And so the winter has started and with it the inevitable increase in hospital occupancy rates, ED exit block, ambulance handover delays and the daily struggle to find sufficient staff to maintain even minimum levels of care. As I am writing this in mid-September you will see I am blessed with the gift of prophecy – though my talents are strangely mute in respect of anything that William Hill will give me odds on!
No, far from being a seer, my prescience is no more than the inverse investment principle ie past performance is all too likely to indicate future performance.
Some of you will have received part of the government’s annual largesse – this year £62 million pounds distributed to the poor of the parish – as indicated by the needy appearance of their performance data last year. The remaining 75% of us will have to hope that our Acute Trusts continue to invest optimistically – perhaps even believing that good / heroic performance may yet be rewarded.
Many of you will have seen or heard me on television or radio – there can be little doubt that I have the face for the latter. We do not accept all media requests – I declined to comment on heat-waves, migrants, resignations of chief executives and a plan for GPs to charge for their services.

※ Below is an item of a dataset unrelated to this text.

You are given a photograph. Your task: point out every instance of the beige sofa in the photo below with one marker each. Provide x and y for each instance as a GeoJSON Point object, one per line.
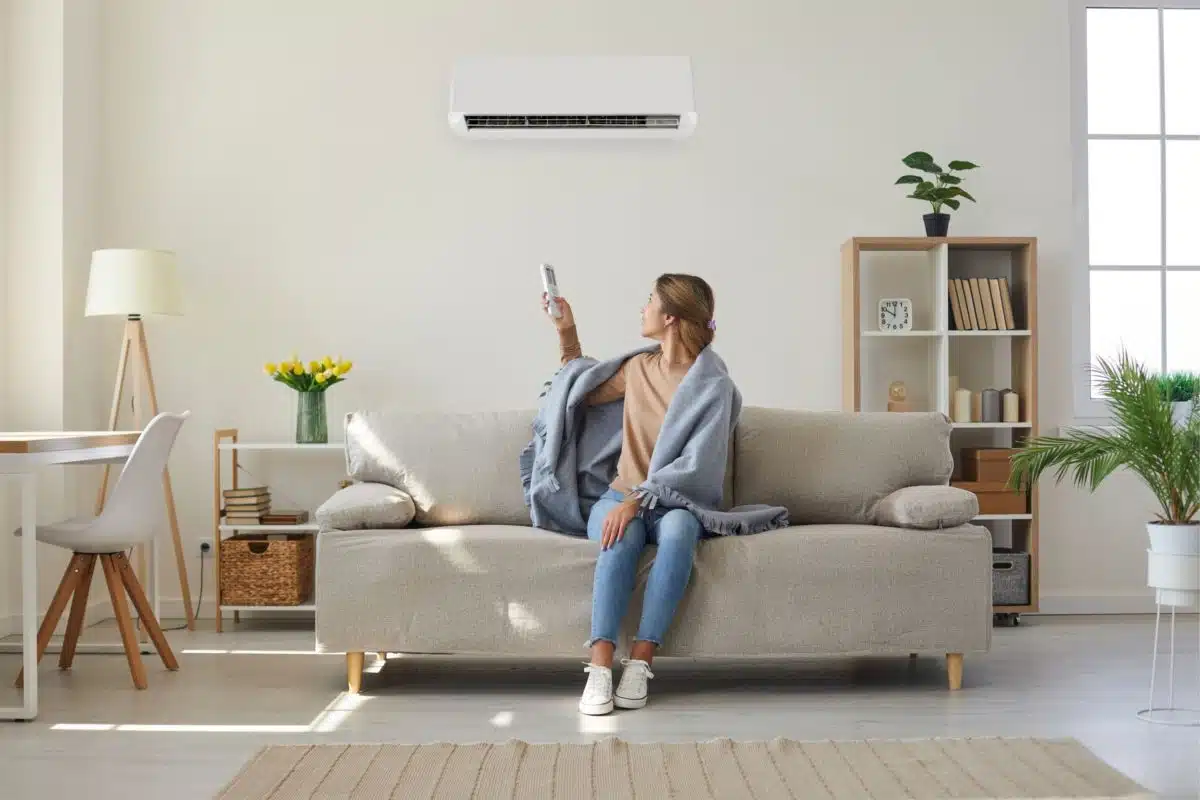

Nevertheless I believe there is a clear need to broadcast our message to the public and politicians and there is good evidence that our message is beginning to get through. Unfortunately the nature of ‘news’ means most issues and stories are rapidly replaced by others as events dictate, this means it is necessary to press our case whenever the opportunity arises – to achieve ‘traction’.
On a number of occasions I have declined the opportunity to travel to Manchester in the late evening, stay in a central hotel and appear ‘on the sofa’ for Breakfast news. Not only would this be unfair on the early risers trying to digest their first meal of the day, it also tends to be incompatible with my role as full time ED consultant! I am grateful to both Taj Hassan and Carole Gavin who live rather nearer, for their excellent representation of the College.
There are of course other methods to raise our concerns and proposals. To this end we are planning a joint summit with the RCPL. This will focus on the ‘winter pressures’. Many of you will have read the RCP report from the Future Hospital Commission and its recommendations have been warmly welcomed by us. At this event we will launch a brief manifesto. We will outline 10 key issues, highlighting what we are doing as well as what we require others to do:-
5 things we are doing
- Making it easier for doctors in training to transfer to EM (by identifying and agreeing transferable competencies – encouraging and enabling more trainees into EM).
- Enabling trainees to plan their career (by establishing ‘run through training’ – allowing trainees to plan for 6 years not 3).
- Promoting EM training – Working with the HEE task force to promote and incentivise EM training.
- Identifying what we need for the future – In discussion with FTN / BMA and Keogh Review – building a consensus solution including the opinion of employers, employees and government.
- Advising on sustainable long term careers – producing guidance on flexible and annualised rotas – maximising the sustainability of employment.
5 things we need others to do
- Reduce reliance on locums – invest in a sustainable medical workforce solution rather than repeat last year’s £50+ million locum spend – locum spend indicates poor planning.
- Ensure EDs receive appropriate funds – amend the tariffs so Acute Trusts are not penalised by each and every non-elective admission – perverse incentives produce dysfunctional systems.
- Recognise the intensity of ED work – Revise the current trainee and consultant contracts to better recognise evening, night and weekend work as well as the intensity of ED work. – Ts & Cs should be equitable not identical.
- Provide effective alternatives to EDs for patients without acute severe illness or injury 7 days per week and at least 16hrs per day. A&E cannot mean ‘Anything and Everything’. No other healthcare system works in this way.
- Ensure ‘exit block’ does not occur – crowding is detrimental to patient safety and increases mortality.
The language is simple and the list by no means exhaustive. The key is to enable important messages to be reduced to ‘sound-bite’ size.
Finally I would like to promote one key suggestion within the Berwick report ‘Improving the Safety of Patients in England’. Within this is a clear call to introduce minimum staff to patient ratios. I can think of no other single measure that would so adequately address our core problems – in all the nations represented by the College.